I personally find it beneficial to think of the first bar and the second bar as isolated ii-V chord progressions with no attachment to any particular key. After all, they are just passing chords that ultimately resolve to a minor ii-V-i of G minor.
Major and Minor ii-V-I Chord Progressions
The second big thing to observe about Autumn Leaves is that it is almost entirely ii-V-I chord progressions both in the minor and relative major keys.
When it comes to jazz, there is no more important chord progression to know than the ii-V-I. You will see it come up time and time again, and so you need to be able to recognize it right away and, of course, know how to improvise over it.
The form starts out with a ii-V-I in the relative major key.
This is where knowing your Major and Minor Diatonic Series of 7th Chords comes in handy.

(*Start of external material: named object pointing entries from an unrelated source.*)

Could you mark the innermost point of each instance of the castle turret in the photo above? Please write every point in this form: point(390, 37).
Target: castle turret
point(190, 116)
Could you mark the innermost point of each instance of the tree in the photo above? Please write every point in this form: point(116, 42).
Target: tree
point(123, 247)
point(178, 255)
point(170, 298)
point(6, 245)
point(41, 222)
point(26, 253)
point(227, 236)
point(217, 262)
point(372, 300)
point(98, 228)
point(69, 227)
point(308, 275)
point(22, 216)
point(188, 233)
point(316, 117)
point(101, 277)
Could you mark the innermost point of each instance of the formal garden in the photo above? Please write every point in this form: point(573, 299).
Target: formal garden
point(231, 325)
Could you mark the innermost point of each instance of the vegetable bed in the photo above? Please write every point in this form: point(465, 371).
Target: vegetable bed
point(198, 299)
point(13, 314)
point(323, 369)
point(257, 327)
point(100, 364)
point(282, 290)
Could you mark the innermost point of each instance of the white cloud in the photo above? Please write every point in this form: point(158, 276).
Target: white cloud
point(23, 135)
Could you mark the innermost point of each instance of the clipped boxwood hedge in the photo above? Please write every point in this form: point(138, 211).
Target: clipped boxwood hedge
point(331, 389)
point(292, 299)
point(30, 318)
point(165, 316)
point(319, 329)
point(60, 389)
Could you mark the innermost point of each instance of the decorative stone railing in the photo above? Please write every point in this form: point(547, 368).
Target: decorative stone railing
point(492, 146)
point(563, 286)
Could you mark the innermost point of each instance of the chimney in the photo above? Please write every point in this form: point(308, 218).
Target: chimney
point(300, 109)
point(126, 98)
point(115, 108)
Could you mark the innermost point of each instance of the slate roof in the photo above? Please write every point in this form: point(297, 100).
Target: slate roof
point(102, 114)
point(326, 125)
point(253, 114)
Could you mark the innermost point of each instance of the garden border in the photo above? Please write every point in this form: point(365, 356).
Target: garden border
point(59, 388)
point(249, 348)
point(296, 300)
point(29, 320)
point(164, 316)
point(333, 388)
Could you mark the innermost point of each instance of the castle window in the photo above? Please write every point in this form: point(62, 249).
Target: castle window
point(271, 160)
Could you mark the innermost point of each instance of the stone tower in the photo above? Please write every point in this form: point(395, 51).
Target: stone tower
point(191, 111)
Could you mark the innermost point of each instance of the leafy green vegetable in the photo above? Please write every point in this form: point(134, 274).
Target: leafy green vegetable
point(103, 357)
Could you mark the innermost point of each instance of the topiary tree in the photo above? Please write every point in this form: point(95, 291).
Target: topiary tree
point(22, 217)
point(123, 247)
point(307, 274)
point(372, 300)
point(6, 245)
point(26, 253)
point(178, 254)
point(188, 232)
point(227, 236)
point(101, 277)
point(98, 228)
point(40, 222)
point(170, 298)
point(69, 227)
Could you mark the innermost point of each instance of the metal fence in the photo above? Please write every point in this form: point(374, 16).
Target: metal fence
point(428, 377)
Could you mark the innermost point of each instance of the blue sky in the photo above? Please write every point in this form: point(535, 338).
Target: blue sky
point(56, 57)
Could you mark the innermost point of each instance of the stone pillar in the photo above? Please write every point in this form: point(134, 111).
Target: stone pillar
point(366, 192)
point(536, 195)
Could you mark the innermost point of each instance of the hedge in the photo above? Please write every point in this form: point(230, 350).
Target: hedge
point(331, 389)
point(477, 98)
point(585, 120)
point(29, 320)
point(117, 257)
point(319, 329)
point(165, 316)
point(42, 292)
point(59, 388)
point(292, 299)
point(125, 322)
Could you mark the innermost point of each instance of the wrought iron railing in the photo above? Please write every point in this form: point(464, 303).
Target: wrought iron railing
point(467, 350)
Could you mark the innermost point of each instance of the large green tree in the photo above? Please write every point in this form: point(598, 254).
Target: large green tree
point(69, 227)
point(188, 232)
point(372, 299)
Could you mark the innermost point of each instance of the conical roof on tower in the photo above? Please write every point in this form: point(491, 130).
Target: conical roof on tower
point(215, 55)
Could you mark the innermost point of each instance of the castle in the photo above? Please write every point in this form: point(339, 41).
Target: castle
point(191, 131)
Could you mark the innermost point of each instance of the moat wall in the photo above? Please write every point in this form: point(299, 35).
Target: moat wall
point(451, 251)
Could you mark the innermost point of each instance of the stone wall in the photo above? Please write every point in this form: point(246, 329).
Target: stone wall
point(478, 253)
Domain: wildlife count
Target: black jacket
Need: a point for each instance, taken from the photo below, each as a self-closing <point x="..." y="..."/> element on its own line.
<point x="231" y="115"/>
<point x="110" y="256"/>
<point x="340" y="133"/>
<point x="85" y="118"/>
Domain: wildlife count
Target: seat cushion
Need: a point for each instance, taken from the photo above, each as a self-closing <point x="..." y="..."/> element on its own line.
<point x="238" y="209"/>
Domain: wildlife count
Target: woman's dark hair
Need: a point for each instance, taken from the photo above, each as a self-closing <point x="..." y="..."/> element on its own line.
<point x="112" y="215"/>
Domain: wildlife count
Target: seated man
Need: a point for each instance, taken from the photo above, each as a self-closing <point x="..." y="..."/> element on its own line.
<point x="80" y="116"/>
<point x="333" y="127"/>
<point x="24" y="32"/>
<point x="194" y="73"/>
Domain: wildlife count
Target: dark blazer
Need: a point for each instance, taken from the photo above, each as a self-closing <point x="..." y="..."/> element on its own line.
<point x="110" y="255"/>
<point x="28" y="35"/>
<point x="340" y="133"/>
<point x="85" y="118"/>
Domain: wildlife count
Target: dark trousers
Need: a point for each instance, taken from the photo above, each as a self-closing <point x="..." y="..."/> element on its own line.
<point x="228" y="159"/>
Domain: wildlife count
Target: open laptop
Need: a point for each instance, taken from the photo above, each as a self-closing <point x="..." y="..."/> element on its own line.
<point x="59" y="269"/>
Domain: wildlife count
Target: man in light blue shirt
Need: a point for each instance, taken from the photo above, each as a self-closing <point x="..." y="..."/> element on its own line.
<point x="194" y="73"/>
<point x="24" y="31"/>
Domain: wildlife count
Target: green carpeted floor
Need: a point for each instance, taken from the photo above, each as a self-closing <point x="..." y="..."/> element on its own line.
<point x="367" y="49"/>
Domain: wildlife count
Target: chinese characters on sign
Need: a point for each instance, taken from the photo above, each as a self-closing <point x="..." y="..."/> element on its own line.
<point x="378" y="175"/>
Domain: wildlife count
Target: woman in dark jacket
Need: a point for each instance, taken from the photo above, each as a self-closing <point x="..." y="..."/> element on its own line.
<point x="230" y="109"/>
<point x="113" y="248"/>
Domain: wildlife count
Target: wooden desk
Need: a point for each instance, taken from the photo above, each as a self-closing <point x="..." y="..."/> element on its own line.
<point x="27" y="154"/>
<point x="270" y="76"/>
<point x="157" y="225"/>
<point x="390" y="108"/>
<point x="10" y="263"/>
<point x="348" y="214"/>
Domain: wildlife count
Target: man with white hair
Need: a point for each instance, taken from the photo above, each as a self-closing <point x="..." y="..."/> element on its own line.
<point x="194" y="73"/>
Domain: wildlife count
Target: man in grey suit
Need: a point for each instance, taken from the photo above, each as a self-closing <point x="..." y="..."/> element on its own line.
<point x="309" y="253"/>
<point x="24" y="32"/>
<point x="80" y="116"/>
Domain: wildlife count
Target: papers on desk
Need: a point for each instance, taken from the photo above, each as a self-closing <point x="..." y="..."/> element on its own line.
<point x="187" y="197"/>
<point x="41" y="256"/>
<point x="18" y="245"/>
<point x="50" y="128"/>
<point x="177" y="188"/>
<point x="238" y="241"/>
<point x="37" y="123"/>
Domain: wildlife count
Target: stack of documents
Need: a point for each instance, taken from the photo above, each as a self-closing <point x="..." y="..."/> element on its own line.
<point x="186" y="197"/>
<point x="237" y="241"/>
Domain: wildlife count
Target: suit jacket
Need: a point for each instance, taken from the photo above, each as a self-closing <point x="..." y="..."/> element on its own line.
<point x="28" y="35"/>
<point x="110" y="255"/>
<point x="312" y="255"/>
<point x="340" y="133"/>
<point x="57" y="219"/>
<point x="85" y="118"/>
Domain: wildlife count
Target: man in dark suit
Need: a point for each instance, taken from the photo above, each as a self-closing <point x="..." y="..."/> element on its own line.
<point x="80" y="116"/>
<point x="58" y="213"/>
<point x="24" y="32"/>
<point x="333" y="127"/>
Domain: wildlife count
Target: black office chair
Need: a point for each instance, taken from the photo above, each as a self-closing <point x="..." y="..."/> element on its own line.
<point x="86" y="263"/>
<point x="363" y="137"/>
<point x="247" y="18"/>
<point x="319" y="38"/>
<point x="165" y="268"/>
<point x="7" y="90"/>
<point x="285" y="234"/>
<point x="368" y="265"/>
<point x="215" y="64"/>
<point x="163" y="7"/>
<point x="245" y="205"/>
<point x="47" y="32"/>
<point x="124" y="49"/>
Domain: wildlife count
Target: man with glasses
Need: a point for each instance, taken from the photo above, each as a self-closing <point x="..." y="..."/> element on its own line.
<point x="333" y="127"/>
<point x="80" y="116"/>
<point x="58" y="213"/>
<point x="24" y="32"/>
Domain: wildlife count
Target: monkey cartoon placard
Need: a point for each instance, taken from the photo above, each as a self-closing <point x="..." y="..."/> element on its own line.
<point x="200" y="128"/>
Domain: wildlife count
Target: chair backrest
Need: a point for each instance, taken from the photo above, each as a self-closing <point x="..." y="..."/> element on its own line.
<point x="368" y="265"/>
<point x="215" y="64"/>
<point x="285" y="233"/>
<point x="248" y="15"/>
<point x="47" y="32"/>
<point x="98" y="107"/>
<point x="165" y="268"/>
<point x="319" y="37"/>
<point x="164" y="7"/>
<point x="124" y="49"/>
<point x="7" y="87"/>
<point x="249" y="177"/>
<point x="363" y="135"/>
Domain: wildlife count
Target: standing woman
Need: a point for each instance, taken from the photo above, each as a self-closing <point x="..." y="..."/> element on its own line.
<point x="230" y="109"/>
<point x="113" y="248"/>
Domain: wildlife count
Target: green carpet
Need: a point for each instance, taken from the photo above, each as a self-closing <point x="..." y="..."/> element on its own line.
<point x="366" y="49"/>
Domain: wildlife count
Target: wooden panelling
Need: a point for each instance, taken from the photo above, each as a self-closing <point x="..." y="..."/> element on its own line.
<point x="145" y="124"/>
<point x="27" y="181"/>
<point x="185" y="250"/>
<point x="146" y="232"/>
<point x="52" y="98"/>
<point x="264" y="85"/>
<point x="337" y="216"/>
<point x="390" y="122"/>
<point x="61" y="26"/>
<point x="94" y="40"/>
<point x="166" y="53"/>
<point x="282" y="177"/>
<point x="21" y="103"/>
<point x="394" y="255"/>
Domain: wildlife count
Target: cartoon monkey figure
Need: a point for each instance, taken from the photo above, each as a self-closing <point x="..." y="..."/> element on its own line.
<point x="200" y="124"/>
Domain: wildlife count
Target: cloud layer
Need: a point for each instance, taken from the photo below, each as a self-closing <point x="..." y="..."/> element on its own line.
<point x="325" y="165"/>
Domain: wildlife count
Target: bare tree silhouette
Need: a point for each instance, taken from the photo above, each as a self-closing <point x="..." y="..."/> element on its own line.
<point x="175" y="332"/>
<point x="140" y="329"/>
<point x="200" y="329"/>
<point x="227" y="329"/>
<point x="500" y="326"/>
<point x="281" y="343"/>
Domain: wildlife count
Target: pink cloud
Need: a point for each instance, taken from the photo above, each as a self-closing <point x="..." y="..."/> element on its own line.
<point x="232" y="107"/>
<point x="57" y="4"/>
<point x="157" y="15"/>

You will want to know how to transpose ii-V-I’s into all 12 keys.
If you know them well, you can quickly identify that Bb is the relative major of G minor and that Cmin7-F7-Bbmaj7 is a ii-V-I in the key of Bb major.
Let’s take a look at the transition into the parent minor key.
The Ebmaj7 is the IV chord of the relative major, and it serves as a transition chord into the parent minor ii-V-i.
The beauty of Autumn Leaves is that it is fairly simple when it comes to jazz harmony all while covering two pivotal harmonic concepts that appear in hundreds of other jazz tunes.
Autumn Leaves Guide Tone Chart
One of the most common questions I get is “How do I make the chord changes come out in my solos?”
In other words, if you started improvising without accompaniment would a listener know you were playing Autumn Leaves (assuming they are familiar with the song)?
The key to achieving this is knowing how to outline the chord changes in your improvisation. Guide tones are the perfect starting point. We have talked extensively about guide tones in another lesson, so be sure to check that out if this is new. But here’s a crash course:
In jazz, the guide tones are almost always the 3rds and 7ths of each chord.
Let’s take a look at a ii-V-I in C major for example:
Here’s what this looks like when the guide tones are played melodically and using a concept called voice leading (in this case, connecting the last guide tone in a step-wise motion with the proceeding chord).
With all of this in mind, here is a guide tone chart for Autumn Leaves. It can be incredibly helpful to create guide tones maps to jazz standards.
Keep in mind there are many different ways to voice lead guide tones. So feel free to experiment with different guide tone phrases. Play through these guide tones and then try targeting them in your improvisation.
Pro Tip # 4: For the jazz guitarist or pianist—playing shell voicings through a tune is a great way to practice only playing guide tones. Shell voicings are rootless chords that outline the basic harmonic structure of a tune (3rds and 7ths). Thinking about harmony in terms of guide tones can help you break out of stock chord shapes and make chord melody arrangements easier to play.
Autumn Leaves is a great jazz standard to study, and many lessons can be learned from it. It can be helpful to analyze jazz standards like this and break them apart. Spend some time working on this standard and be sure you understand it.
Unlocking this one means you will be unlocking many others in the process.